Effective dialogue requires give-and-take. This raises it from a question-and-answer to a creative interaction.
Recall the most valued conversations you’ve had. What elements made them positive? There are likely several. First, each person valued the view of the other. The give-and-take was one in which both parties could give undivided attention. And the outcome was that learning happened.
“Mindset” is the term for the tone-setting at the beginning of a discussion that ensures a meeting of the minds on three questions. If both mentor and protégé are of one mind on these questions, the discussion will have a positive outcome.
Why are we here? Both parties need to be clear on the purpose of the conversation.
What will it mean to you?The potential for both participants to benefit from the dialogue is important.
How shall we talk? Mindset also includes telegraphing the tone and style. Even if tone is implied, a brief reminder is useful.

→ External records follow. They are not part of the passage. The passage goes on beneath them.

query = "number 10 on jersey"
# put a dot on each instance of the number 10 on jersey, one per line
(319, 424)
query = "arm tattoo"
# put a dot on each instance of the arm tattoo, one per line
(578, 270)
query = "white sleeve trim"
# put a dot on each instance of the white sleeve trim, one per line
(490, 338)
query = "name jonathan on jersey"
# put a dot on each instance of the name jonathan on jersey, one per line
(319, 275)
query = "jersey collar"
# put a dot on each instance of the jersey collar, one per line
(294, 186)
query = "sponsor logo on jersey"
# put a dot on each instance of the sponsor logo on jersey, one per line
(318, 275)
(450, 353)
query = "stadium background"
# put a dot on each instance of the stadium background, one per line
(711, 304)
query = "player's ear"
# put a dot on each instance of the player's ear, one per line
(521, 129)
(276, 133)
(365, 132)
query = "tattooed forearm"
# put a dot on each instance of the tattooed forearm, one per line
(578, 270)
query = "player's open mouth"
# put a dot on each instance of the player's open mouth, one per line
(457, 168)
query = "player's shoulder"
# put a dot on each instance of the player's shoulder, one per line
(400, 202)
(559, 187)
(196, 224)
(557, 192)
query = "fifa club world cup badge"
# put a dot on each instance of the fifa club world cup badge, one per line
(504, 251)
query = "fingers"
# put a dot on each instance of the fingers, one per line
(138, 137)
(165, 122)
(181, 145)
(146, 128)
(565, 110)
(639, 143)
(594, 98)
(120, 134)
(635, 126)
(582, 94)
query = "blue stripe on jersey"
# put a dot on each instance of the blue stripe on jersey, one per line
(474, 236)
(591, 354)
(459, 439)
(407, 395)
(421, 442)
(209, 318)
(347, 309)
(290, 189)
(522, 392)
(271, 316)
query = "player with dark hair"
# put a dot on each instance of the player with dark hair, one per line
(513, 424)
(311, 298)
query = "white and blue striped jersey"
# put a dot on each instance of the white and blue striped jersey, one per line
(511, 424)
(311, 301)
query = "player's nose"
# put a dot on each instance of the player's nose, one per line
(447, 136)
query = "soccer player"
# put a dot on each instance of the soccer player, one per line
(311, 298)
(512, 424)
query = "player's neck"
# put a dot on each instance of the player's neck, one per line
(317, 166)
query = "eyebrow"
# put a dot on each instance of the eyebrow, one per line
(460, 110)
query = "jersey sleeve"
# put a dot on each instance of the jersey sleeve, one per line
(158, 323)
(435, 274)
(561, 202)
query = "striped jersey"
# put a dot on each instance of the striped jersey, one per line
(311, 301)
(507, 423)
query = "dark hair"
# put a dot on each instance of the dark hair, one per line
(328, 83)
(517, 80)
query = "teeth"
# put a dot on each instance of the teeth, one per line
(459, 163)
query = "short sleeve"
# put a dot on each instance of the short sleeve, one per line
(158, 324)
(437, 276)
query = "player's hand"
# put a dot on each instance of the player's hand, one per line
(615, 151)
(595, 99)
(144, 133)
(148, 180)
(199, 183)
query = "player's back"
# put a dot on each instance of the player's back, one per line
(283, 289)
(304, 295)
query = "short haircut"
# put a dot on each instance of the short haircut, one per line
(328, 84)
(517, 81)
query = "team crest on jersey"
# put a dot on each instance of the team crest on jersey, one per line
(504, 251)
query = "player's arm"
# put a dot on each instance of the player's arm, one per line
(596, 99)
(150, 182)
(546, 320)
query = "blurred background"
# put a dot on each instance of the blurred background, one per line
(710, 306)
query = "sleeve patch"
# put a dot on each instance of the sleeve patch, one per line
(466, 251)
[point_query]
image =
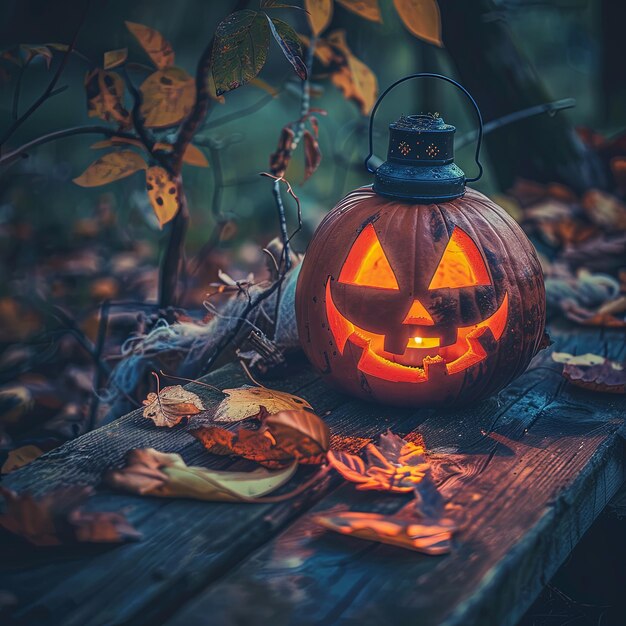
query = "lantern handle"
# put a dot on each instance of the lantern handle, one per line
(448, 80)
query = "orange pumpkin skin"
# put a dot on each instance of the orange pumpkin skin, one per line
(374, 289)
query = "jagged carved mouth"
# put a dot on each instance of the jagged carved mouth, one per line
(424, 358)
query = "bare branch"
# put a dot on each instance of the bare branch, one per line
(20, 152)
(51, 85)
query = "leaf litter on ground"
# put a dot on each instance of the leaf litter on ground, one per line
(593, 372)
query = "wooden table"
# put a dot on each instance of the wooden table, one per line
(532, 467)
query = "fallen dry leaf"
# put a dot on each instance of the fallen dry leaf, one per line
(56, 519)
(282, 438)
(169, 406)
(150, 472)
(248, 401)
(113, 58)
(423, 525)
(19, 457)
(393, 465)
(433, 539)
(593, 372)
(319, 13)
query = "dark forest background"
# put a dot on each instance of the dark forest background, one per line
(65, 250)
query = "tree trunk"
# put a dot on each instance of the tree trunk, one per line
(501, 79)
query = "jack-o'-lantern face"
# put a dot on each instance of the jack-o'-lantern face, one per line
(424, 341)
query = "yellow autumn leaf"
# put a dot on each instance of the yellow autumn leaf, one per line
(113, 58)
(355, 79)
(152, 473)
(168, 96)
(422, 18)
(194, 156)
(168, 406)
(105, 96)
(19, 457)
(246, 401)
(368, 9)
(110, 167)
(319, 13)
(163, 194)
(156, 46)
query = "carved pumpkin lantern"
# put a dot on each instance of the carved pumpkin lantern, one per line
(417, 290)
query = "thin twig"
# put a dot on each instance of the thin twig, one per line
(237, 115)
(190, 380)
(18, 87)
(51, 85)
(59, 134)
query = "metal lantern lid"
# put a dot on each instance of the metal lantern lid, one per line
(420, 158)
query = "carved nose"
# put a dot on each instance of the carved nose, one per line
(418, 315)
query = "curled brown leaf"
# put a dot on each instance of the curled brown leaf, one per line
(281, 439)
(393, 465)
(167, 407)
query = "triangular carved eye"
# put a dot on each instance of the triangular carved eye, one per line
(461, 265)
(367, 264)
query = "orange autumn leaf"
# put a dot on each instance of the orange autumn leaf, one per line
(111, 167)
(355, 79)
(19, 457)
(167, 407)
(368, 9)
(422, 18)
(312, 154)
(156, 46)
(113, 58)
(393, 465)
(593, 372)
(105, 96)
(168, 97)
(163, 193)
(319, 13)
(282, 438)
(194, 156)
(433, 539)
(280, 159)
(247, 401)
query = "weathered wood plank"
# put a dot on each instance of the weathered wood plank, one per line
(529, 487)
(188, 545)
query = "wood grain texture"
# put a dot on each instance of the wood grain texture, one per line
(529, 485)
(530, 490)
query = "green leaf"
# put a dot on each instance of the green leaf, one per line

The expression “priming the pump” has real meaning for people who grew up in a rural area in the 1950s. Located in most rural backyards, water pumps required priming to function.
The human version of priming the pump is assisting insight-making by helping the discussion accomplish its function. There are five skills for catalyzing the give-and-take of dialogue: asking initiating or clarifying questions, paraphrasing, summarizing, extending and using nonverbal cues.
I’ve previously explored in this column the art of stimulating learning through questions. The questions that work best are those that are direct but not leading, especially open-ended questions — those beginning with what, when, where or how.
Some examples: “What was the most challenging part of the task?” “How did your team approach the problem?”
The purpose of paraphrasing is to demonstrate that you’re listening to what is being said. Protégés appreciate knowing that they’ve been heard accurately; this serves to prime the discussion pump.
There are four types of paraphrasing:
Restatement: In your own words, rather than the protégé’s, state a condensed version of what the protégé said. Don’t parrot or repeat the protégé’s exact words; this communicates that you heard the protégé’s statement but didn’t understand it.
General to specific: If the protégé’s statement is a generalization, paraphrase it by expanding on one part of the statement or by giving an example. By stating the specific, you show that you understand the general.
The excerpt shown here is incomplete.